The named plaintiffs in a putative class action must offer affirmative evidence—beyond just the allegations in their complaint—sufficient to satisfy each of the elements of Federal Rule of Civil Procedure 23. Among other things, they must show that there are questions of law or fact common to the class, and the claims or defenses of the named plaintiffs are typical of the claims or defenses of the class. To gather evidence to make these showings, the named plaintiffs are entitled to conduct discovery of the defendant, and they also are subject to discovery by the defendant. Sometimes, however, a defendant seeks discovery not only of the named plaintiffs, but also of other members of the putative class—i.e., individuals who fall within the class definition, but who did not elect to join the lawsuit, may not even know about the lawsuit, and may not even know that they may have been wronged by the defendant.
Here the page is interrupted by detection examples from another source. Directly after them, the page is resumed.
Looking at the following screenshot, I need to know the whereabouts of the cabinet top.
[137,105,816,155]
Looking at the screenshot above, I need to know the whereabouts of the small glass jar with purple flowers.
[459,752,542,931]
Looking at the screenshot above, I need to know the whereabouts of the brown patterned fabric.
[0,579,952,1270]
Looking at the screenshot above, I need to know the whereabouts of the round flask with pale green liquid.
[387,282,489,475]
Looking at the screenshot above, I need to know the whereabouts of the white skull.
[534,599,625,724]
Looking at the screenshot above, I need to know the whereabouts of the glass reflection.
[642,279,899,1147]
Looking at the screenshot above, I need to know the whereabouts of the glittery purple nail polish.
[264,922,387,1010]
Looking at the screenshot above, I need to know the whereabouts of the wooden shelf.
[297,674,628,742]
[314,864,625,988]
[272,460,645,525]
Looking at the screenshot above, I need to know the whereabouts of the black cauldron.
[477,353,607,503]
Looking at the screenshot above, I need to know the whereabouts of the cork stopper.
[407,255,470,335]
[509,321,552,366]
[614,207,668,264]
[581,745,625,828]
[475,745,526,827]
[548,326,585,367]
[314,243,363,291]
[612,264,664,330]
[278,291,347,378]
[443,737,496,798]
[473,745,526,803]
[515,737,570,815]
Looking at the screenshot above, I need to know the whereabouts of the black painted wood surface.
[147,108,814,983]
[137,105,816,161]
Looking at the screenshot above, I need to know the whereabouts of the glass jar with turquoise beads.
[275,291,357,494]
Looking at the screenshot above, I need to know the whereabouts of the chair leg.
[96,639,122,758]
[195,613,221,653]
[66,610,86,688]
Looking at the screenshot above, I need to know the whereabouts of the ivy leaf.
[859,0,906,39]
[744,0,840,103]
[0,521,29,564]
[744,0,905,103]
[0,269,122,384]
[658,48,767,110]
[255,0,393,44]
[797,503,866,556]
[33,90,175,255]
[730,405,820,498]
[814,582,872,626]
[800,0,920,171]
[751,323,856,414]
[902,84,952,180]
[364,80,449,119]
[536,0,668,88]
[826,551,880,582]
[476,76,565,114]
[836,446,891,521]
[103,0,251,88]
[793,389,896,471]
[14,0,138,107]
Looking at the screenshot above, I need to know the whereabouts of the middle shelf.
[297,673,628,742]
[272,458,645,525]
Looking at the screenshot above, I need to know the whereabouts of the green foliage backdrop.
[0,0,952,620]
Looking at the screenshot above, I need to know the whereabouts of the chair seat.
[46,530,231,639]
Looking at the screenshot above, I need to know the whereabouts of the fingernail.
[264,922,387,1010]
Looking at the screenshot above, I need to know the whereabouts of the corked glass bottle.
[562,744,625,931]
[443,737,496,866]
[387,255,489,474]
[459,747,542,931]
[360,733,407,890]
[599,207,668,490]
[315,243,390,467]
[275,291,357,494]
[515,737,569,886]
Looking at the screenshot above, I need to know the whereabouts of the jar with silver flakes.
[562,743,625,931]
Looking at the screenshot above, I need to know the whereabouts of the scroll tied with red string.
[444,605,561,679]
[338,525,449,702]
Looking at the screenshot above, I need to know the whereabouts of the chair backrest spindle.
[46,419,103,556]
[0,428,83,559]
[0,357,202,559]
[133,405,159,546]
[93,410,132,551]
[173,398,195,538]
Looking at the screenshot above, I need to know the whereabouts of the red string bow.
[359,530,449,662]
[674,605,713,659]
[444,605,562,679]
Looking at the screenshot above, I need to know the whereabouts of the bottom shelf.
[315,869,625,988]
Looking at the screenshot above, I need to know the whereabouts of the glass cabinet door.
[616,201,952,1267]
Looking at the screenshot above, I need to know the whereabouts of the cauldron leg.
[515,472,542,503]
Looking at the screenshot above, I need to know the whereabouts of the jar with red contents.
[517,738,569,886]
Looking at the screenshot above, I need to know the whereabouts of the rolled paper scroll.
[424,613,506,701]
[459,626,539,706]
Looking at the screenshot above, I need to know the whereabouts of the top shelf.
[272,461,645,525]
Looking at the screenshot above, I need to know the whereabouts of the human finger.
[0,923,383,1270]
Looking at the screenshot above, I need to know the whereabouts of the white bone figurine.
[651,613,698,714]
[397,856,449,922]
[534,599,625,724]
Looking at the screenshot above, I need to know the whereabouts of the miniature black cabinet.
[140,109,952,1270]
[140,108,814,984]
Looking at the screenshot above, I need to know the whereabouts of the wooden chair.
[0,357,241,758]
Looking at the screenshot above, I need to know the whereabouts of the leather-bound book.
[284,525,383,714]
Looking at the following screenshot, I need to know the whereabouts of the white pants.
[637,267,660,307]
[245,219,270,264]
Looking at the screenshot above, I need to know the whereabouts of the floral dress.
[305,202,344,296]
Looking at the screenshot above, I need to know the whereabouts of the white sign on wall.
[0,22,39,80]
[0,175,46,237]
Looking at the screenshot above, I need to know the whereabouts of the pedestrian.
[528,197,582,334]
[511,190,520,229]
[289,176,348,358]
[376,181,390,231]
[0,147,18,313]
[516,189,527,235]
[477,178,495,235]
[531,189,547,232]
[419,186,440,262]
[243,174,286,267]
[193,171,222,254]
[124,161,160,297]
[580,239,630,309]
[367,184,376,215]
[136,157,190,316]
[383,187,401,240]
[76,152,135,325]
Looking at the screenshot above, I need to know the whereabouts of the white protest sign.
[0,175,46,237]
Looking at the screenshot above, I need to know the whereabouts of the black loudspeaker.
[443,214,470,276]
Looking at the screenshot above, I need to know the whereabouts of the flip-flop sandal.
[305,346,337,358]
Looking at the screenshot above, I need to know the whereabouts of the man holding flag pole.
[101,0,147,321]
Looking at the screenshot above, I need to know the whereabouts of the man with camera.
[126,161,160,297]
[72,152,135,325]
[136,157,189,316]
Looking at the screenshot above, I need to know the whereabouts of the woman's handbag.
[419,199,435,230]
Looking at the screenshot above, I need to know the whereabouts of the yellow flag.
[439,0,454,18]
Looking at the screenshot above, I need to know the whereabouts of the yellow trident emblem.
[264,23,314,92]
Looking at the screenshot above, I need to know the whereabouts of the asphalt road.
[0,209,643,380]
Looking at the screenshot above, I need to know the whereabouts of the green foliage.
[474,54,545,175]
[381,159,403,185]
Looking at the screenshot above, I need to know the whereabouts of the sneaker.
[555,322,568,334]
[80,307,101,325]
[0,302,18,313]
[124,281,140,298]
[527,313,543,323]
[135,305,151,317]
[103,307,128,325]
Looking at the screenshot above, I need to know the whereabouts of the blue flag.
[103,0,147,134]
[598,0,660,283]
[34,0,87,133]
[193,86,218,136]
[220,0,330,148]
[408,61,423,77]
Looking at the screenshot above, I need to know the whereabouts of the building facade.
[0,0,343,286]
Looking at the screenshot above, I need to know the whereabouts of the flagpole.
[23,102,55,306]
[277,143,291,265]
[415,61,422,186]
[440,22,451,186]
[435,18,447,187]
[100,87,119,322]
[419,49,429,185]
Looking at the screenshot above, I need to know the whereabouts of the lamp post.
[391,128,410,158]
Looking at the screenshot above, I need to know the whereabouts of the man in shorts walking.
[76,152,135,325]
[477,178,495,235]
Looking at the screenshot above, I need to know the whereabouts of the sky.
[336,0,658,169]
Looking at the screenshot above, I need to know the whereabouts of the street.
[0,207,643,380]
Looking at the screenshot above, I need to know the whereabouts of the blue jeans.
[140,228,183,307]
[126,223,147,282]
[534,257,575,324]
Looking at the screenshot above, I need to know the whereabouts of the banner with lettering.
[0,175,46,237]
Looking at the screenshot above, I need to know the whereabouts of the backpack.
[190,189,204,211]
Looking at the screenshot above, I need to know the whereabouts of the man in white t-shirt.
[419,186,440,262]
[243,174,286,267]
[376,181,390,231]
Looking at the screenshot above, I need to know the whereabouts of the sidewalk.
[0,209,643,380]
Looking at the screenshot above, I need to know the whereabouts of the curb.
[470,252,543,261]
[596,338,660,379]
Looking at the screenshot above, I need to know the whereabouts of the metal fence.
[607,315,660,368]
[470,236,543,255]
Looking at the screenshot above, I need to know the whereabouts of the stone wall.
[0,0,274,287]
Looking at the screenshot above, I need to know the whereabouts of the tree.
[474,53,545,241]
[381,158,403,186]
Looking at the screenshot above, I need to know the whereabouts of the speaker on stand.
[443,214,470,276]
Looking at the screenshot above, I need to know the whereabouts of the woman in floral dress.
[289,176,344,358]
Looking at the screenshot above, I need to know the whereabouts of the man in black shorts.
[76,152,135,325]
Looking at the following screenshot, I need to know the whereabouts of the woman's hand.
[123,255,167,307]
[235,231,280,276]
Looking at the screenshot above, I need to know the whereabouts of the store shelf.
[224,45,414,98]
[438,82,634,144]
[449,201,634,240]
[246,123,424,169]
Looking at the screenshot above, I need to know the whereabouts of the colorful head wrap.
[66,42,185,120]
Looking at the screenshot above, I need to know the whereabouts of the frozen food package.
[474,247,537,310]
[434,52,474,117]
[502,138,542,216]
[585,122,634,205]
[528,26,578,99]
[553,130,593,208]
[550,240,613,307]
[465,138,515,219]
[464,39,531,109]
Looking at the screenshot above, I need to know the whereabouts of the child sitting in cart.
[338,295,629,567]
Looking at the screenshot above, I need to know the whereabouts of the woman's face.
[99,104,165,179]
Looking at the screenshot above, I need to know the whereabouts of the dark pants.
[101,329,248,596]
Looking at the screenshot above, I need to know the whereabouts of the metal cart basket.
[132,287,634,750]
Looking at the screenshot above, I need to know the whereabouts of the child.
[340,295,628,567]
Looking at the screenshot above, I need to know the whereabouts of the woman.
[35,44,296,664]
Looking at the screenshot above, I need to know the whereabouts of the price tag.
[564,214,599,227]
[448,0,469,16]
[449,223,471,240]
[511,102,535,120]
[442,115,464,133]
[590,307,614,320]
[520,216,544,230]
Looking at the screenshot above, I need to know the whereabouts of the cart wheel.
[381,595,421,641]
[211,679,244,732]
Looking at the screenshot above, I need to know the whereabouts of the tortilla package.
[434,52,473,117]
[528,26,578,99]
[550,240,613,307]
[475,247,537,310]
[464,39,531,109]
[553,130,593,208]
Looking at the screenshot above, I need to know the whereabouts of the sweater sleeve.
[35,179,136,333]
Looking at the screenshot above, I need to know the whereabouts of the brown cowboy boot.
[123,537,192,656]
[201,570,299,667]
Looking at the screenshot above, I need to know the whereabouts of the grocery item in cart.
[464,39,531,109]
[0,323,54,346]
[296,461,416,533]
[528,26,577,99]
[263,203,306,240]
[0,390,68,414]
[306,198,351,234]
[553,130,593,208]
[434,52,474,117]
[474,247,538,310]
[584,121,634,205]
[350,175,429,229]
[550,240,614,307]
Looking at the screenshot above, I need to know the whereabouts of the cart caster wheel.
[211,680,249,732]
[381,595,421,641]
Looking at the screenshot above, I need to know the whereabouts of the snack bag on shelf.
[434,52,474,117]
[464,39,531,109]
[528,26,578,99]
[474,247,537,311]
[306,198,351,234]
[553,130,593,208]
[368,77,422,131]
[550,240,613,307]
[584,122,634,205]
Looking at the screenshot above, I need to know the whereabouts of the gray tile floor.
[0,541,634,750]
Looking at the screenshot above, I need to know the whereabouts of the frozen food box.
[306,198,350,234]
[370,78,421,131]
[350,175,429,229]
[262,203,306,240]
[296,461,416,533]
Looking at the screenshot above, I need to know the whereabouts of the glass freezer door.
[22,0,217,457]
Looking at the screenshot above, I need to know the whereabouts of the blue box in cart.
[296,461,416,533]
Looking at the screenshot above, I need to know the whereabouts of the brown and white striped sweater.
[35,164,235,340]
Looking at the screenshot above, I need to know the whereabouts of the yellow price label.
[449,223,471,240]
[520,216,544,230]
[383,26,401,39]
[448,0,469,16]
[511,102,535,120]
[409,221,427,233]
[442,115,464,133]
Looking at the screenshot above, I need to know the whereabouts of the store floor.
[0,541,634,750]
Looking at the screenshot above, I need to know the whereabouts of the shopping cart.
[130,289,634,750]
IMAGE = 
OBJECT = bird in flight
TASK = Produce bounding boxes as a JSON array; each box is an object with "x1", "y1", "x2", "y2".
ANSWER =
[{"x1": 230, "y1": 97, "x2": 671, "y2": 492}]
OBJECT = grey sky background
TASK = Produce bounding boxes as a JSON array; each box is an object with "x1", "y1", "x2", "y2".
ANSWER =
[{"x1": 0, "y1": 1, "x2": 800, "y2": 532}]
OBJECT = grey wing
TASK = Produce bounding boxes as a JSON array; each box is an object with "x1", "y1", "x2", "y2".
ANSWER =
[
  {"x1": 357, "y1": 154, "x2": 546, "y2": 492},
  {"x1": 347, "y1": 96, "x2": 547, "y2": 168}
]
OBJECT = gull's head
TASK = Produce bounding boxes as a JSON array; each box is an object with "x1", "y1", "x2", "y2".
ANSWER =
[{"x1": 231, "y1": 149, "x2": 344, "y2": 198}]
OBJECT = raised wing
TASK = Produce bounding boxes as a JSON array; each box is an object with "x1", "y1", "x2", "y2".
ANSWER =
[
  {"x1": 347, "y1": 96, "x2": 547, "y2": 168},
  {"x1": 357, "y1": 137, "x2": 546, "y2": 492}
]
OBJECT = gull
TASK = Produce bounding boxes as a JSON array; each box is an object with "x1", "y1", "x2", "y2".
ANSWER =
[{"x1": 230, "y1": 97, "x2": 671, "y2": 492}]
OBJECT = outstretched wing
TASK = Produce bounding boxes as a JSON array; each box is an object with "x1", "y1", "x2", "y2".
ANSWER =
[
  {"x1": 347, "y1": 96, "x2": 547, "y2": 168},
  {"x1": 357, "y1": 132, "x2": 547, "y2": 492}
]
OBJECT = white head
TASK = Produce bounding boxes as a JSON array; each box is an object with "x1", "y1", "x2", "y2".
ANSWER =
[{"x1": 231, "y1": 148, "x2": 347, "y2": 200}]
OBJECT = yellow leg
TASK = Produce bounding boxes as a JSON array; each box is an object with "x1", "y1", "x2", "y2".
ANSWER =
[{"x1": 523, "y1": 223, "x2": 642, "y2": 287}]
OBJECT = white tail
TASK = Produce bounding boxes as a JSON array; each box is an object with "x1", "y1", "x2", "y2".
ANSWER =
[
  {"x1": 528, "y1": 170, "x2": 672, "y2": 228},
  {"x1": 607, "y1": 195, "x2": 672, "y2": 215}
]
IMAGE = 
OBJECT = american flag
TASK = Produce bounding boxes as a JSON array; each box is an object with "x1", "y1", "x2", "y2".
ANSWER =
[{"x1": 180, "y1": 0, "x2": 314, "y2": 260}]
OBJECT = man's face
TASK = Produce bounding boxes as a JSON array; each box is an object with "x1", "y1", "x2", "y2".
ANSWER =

In such circumstances, courts must address the extent to which such absent class members should be subjected to discovery.

Southern District Judge Lewis J. Liman recently addressed this issue in Fishon v. Peloton Interactive, 2020 WL 4284154 (S.D.N.Y. July 27, 2020). In Fishon, Liman concluded that, under the specific circumstances of this case, the defendant’s need for discovery from absent class members outweighed the burden that the discovery would impose on the absent class members, and he therefore authorized it.